Valley teen born with congenital scoliosis shares his story
One Valley teen has endured a lifetime's worth of pain, yet he still finds the strength to encourage others to lean onto hope.
Jeremiah Cardona was born with congenital scoliosis.
"It was like a table with one missing leg; that's the way he was," said Jeremiah’s mom, Sochic Contreras. “So, if you take a leg off a table, it's going to be imbalanced."
Contreras says she caught Cardona’s condition at a very early age, and Cardona was diagnosed at the age of 3.

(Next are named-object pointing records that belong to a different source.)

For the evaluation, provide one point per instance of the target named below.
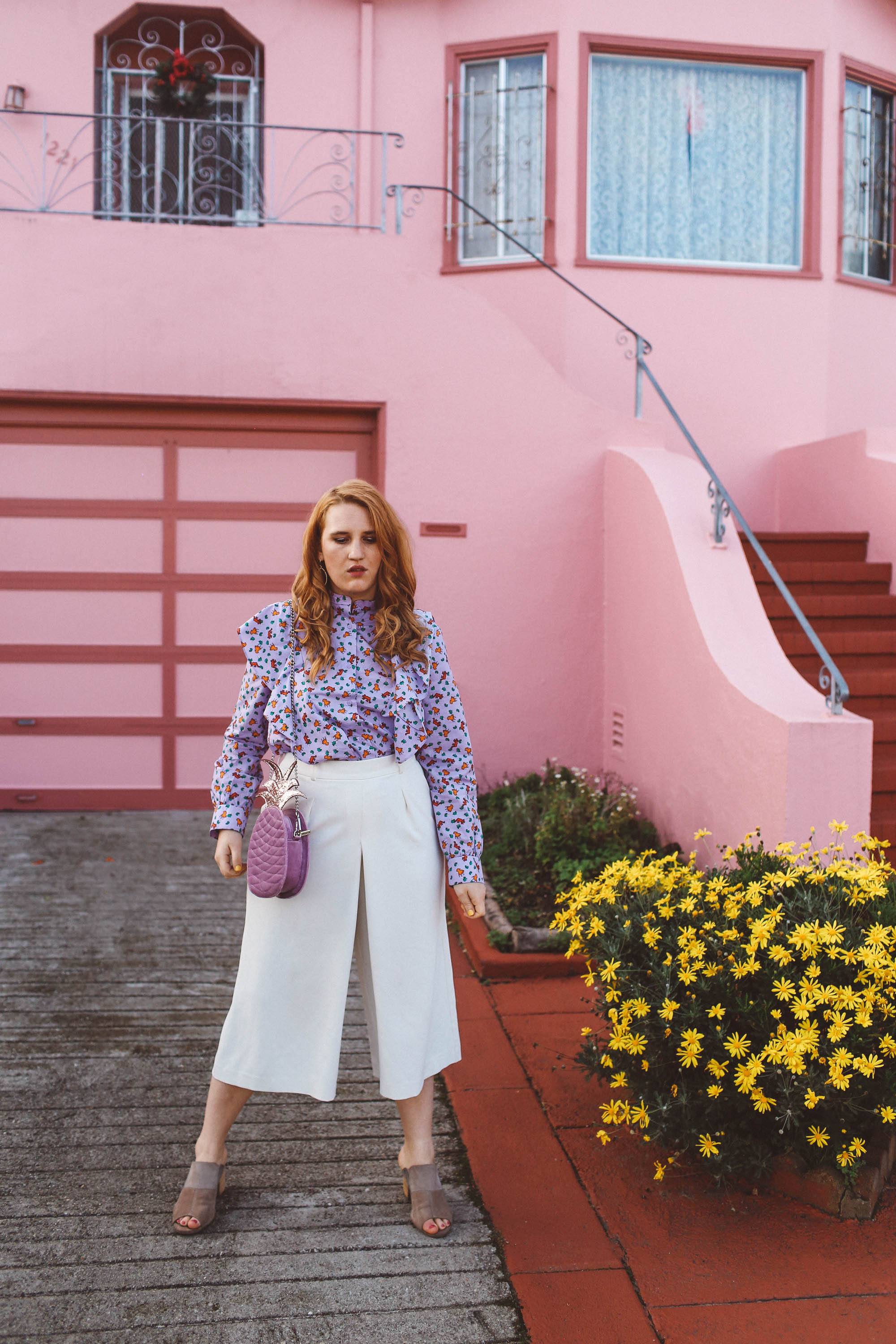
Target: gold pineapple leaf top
(281, 789)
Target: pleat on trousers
(375, 889)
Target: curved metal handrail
(831, 679)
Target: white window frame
(505, 253)
(788, 268)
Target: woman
(383, 757)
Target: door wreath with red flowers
(182, 88)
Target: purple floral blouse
(353, 711)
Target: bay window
(695, 162)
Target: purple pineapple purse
(277, 859)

"With his type of scoliosis, that was the most important thing was mom catching it, the doctors catching it, getting the x-rays, and getting them to us as young as possible,” said Dr. Christopher Comstock, Jeremiah's pediatric orthopedic surgeon from Driscoll Children’s Hospital.

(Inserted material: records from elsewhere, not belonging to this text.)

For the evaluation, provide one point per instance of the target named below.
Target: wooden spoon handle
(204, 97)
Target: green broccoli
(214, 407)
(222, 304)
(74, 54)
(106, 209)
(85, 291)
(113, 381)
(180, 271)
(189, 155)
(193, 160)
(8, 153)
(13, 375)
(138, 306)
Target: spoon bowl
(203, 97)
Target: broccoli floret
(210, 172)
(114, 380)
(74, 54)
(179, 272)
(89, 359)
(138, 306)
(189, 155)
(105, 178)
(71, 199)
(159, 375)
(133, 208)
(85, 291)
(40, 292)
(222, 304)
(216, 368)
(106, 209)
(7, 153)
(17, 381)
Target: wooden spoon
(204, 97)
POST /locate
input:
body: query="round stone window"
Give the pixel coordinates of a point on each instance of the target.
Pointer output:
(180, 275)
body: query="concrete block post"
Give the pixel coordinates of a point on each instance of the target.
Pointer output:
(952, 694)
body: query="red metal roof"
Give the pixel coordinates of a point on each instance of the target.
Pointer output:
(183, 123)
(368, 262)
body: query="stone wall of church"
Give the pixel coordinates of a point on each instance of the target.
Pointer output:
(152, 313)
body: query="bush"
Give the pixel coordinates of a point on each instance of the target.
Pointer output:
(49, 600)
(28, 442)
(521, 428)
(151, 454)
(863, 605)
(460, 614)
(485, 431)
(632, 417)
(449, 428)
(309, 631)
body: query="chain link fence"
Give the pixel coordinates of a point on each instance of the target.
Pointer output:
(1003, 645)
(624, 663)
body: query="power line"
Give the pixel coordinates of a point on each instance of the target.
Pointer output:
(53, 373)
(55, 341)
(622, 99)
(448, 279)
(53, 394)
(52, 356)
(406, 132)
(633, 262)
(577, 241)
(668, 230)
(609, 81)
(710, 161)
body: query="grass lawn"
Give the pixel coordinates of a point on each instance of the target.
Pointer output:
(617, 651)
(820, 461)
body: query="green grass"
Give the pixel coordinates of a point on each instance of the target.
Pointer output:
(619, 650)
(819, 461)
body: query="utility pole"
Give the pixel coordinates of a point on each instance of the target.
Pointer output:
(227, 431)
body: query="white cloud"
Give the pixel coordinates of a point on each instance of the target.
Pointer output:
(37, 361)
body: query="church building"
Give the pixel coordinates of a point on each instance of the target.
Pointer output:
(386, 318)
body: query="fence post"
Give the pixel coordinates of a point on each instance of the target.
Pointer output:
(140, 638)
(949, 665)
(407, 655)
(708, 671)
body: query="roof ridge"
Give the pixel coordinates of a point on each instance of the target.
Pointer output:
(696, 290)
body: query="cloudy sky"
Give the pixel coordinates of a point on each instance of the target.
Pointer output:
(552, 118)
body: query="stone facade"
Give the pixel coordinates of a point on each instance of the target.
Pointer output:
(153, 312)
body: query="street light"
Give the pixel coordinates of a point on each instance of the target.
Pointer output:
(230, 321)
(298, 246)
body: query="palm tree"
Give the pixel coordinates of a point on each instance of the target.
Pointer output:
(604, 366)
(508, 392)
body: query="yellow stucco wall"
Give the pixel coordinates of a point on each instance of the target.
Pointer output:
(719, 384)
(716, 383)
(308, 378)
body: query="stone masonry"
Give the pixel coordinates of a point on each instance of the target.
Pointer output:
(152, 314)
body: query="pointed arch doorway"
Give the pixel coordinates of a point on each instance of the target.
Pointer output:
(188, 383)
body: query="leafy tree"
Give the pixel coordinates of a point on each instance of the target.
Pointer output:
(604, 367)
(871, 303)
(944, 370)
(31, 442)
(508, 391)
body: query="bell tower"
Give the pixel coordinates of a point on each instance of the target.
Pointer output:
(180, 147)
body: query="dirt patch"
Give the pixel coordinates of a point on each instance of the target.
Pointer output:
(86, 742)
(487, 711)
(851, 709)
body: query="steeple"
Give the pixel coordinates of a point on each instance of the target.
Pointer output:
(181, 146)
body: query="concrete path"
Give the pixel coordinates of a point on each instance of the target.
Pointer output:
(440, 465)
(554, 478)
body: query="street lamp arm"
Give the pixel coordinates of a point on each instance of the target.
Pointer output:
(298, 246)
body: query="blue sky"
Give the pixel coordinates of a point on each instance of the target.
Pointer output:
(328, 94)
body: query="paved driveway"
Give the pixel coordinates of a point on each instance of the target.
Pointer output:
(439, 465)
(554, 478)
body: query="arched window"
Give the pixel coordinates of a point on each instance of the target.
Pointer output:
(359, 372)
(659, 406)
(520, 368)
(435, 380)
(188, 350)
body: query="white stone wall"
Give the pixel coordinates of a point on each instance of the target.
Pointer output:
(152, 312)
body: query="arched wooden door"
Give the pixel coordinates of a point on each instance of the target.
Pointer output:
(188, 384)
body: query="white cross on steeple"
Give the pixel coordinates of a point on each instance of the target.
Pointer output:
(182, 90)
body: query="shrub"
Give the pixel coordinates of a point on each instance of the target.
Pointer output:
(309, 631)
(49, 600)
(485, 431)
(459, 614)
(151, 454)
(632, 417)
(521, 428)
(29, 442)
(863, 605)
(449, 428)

When his spinal curvature worsened and started to effect one of his lungs, they turned to surgery. The procedure stopped the curvature from growing, but it didn't quite fix the problem.
"Eventually, it got to the point where everything just felt normal to me," Cardona said. "I felt like I just woke up with the pain and it was just there like my friend next to me and I had to just live with it."
But Cardona's outlook was clear when Driscoll Children's Hospital asked him to speak at their groundbreaking in Edinburg last November.
"Not everyone is perfect-- that they have their own flaws and within time it can get to a point where it gets worse, but it doesn't matter how much pain you go through, you'll get out of it and you'll always see the light at the end of the tunnel," Cardona said.
There's still a chance that Cardona will need corrective spinal surgery in the future.
Cardona says he'll do whatever it takes to get better.